Regeneration of peroxiredoxins by p53-regulated sestrins, homologs of bacterial AhpD.

Authors:
Budanov AV, Sablina AA, Feinstein E, Koonin EV, Chumakov PM
Associated Labs:
Sablina Lab (Katholieke Universiteit Leuven)
Science. 2004 Apr 23. 304(5670):596-600.
PMID: 15105503
Acting as a signal, hydrogen peroxide circumvents antioxidant defense by overoxidizing peroxiredoxins (Prxs), the enzymes that metabolize peroxides. We show that sestrins, a family of proteins whose expression is modulated by p53, are required for regeneration of Prxs containing Cys-SO(2)H, thus reestablishing the antioxidant firewall.
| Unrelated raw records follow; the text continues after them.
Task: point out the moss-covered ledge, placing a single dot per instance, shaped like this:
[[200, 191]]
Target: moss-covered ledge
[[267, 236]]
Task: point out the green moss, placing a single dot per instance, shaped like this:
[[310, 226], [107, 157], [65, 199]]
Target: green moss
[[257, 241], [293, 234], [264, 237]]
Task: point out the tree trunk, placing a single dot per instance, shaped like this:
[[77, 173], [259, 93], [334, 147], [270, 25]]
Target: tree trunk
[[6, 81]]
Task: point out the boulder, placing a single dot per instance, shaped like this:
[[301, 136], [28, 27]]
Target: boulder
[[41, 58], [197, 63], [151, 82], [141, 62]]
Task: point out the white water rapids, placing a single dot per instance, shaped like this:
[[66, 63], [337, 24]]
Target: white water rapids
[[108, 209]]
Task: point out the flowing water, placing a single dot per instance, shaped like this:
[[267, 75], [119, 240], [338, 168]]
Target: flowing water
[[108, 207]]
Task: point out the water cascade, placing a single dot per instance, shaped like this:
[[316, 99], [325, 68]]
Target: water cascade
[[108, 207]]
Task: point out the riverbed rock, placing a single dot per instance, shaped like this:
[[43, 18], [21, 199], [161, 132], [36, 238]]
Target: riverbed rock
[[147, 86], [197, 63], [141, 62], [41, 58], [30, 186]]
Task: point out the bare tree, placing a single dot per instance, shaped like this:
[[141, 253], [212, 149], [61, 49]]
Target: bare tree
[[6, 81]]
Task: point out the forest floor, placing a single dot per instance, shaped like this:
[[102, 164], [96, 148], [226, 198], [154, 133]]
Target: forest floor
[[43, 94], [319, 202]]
Sestrins contain a predicted redox-active domain homologous to AhpD, the enzyme catalyzing the reduction of a bacterial Prx, AhpC. Purified Hi95 (sestrin 2) protein supports adenosine triphosphate-dependent reduction of overoxidized PrxI in vitro, indicating that unlike AhpD, which is a disulfide reductase, sestrins are cysteine sulfinyl reductases. As modulators of peroxide signaling and antioxidant defense, sestrins constitute potential therapeutic targets.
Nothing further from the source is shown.